How far I ought to go into the material merits as distinct from the procedural I am not sure, but I will occupy the last five minutes in saying what I can about them. On the material merits it was not considered that the road dangers, as they will be minimised by the precautions the local education authority intends to take, ought to be a decisive factor; and indeed I think my hon. Friend agrees with us there; because, although I am sure he would agree with all the world that the lives of small children are more important than any other factor before us, he himself said that in this particular case that factor was not the most considerable.

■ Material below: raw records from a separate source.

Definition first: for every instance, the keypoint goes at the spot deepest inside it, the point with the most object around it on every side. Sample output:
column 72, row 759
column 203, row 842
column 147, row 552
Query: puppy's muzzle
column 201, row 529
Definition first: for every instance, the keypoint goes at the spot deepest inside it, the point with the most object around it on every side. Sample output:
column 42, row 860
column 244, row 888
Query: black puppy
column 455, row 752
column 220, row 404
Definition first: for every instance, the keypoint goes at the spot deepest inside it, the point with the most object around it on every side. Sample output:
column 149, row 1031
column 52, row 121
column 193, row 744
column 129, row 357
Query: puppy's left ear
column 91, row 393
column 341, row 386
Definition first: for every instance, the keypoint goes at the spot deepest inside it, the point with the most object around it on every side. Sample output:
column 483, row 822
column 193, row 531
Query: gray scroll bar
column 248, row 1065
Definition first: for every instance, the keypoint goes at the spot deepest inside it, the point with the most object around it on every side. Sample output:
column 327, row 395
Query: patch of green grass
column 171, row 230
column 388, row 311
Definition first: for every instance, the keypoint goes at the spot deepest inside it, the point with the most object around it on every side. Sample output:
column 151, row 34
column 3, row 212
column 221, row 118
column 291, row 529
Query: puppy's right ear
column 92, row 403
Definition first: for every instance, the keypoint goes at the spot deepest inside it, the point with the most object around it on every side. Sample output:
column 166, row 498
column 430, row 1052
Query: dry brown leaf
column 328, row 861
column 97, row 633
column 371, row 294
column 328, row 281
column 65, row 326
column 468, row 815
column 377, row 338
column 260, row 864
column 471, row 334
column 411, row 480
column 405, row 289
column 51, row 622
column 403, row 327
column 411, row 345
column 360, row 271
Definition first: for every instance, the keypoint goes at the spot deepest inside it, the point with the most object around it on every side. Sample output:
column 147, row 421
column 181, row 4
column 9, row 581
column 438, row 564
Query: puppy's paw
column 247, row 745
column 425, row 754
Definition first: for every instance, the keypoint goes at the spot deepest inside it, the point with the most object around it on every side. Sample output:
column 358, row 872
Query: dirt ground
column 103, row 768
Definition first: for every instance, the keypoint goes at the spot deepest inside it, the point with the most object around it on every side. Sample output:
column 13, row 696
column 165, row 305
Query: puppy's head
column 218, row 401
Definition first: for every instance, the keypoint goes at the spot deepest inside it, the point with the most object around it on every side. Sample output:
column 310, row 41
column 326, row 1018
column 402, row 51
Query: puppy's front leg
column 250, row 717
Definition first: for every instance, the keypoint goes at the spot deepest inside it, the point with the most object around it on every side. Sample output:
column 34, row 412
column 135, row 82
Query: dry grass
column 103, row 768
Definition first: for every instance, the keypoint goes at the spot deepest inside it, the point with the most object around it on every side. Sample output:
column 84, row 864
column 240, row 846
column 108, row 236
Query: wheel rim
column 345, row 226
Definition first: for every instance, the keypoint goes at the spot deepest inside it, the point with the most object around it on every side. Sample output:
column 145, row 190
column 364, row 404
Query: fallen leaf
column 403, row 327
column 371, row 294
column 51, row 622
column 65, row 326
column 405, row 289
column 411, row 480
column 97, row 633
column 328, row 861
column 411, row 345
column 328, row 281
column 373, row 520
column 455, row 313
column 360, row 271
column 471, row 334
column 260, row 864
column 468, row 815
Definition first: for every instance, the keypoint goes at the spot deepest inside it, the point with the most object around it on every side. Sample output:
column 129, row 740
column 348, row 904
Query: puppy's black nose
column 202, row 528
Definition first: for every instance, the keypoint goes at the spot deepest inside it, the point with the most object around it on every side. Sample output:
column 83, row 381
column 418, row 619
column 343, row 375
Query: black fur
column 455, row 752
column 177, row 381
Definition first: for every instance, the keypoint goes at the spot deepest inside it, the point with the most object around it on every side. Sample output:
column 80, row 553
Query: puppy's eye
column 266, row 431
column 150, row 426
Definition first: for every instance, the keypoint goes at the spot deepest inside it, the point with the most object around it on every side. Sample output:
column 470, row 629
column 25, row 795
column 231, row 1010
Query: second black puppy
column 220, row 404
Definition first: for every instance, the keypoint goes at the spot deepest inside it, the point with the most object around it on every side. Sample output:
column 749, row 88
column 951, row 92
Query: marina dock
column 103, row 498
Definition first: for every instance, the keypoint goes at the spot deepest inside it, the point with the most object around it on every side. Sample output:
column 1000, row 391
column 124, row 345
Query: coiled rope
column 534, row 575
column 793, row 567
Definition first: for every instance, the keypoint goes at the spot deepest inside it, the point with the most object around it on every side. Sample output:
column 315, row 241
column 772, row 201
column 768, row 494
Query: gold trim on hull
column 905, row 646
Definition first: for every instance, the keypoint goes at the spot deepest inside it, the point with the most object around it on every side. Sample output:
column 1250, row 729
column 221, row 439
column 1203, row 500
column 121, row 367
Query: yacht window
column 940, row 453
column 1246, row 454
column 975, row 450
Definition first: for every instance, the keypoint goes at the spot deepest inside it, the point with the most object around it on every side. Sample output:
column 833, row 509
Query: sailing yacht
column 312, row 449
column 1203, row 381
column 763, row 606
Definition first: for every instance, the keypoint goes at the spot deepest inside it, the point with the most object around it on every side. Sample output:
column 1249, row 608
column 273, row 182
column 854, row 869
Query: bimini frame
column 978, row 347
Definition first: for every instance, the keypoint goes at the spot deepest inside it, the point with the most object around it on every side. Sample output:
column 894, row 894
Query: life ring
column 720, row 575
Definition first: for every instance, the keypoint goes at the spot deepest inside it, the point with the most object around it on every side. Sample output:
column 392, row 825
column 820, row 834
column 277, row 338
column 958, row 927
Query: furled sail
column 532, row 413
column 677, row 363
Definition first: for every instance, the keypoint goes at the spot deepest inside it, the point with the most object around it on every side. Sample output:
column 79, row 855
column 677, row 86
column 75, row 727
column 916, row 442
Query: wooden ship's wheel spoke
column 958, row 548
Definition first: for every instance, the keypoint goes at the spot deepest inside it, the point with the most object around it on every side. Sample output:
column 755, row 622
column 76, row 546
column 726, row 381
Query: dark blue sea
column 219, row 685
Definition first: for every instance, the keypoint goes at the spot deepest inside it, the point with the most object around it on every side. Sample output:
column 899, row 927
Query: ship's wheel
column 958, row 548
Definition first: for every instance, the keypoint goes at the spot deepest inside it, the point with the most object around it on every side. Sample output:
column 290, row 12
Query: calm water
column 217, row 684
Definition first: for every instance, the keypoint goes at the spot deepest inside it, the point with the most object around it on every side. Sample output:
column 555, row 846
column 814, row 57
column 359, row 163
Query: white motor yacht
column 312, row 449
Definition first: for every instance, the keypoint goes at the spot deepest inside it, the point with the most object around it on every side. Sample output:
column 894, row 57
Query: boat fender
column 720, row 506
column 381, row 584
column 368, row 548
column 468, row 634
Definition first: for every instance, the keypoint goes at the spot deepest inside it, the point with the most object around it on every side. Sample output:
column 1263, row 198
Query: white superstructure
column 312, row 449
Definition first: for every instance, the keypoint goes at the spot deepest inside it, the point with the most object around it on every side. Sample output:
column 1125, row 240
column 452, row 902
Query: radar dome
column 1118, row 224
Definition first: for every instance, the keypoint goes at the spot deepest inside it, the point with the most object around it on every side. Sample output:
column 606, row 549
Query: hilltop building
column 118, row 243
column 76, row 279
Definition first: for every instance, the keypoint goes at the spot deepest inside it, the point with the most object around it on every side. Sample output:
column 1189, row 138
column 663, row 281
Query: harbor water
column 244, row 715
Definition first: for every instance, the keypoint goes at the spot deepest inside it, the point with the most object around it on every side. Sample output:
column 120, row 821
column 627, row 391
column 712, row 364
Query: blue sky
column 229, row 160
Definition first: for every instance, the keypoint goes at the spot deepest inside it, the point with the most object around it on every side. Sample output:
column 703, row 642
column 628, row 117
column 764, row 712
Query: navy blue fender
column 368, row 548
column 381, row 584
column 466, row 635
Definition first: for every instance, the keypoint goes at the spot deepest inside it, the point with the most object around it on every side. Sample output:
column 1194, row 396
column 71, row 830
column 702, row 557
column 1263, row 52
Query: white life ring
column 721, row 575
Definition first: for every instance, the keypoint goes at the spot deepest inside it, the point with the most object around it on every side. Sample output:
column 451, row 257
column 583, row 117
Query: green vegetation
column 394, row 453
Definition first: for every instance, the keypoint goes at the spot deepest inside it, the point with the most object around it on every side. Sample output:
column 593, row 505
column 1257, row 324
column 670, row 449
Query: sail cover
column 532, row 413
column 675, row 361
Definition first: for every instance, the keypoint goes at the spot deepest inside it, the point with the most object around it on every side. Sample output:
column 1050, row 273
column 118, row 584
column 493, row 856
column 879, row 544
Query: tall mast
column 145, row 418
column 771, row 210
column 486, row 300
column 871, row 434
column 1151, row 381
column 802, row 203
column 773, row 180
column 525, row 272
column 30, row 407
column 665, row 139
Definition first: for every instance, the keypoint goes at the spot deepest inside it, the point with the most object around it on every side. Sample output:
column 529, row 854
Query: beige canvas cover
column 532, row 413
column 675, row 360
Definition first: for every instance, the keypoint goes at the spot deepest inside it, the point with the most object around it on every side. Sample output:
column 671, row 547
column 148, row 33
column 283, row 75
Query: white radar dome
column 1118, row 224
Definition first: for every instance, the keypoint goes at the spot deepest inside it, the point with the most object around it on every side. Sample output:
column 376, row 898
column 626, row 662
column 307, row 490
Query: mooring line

It could not be settled on that, nor could it be settled upon the loss of amenity to the owners, occupiers and neighbours, deeply as my right hon. Friend regrets that loss of amenity. No doubt in any town, and more particularly perhaps in the outskirts of any town, one runs the risk that there will be new buildings, and when there are new buildings there is often loss of amenity.
My hon. Friend will agree that from the point of view of amenity it will make a considerable difference whether one school is erected or two schools are erected on the site.
I quite agree, and I am coming to the point about one or two schools. The reason why these factors were not considered decisive is that the only one of four or five alternatives suggested which on investigation seemed comparable has this disadvantage, that it stands on a site for tipping, and that is where the southern aspect comes in. This objection against building upon rubbish and brickbats is particularly strong to precisely that part of site No. 1, where it would, for every other reason, be appropriate to put the actual building of the school. And the Minister's objection to Site No. 1 is stronger than has appeared from the extract from it—and that appears to me very strong indeed. Anyone who put his mind to it in the way in which it was the duty of the Minister to put her mind would conclude that it was a very strong objection indeed.
The subsoil has not been examined very closely, but on the face of all that can be observed it has the characteristics of a site which would swallow labour and material. There is not the least doubt about it. It is not a question of being mean about money. It is that the site would have swallowed labour and material. In all the circumstances of the case, whichever view one takes of the economic situation, whether the Conservative view or the Labour view, whichever view one takes of necessary economies in education, it would have swallowed labour and material which are at the Minister's disposal to be used only for absolute necessities. The objection is especially strong when we think of all the other things for which labour and materials. especially building labour and materials. are needed.
The suggested compromise came a little late. We consulted the L.E.A. as fast as we could. It had to be done mainly by telephone and everyone knows how difficult that is. I cannot say that the L.E.A. will accept, but I can offer a crumb of comfort to the hon. Baronet, that is to say, that the L.E.A. does propose to acquire the whole of the appeal site immediately, but they only need to build as immediately as possible—as my hon. Friend says—first, the girls' school; and they will consider as sympathetically as possible requests for continuance of the present users of those parts of the site which are not immediately needed and, as my hon. Friend said, that gives them, probably, a prospect of 10 years.
I hope that that may be some small comfort to them, particularly the micro-photographer. I am bound to say that until he referred to his numerous friends I did not realise that the favourite material of a micro-photographer was a Member of Parliament.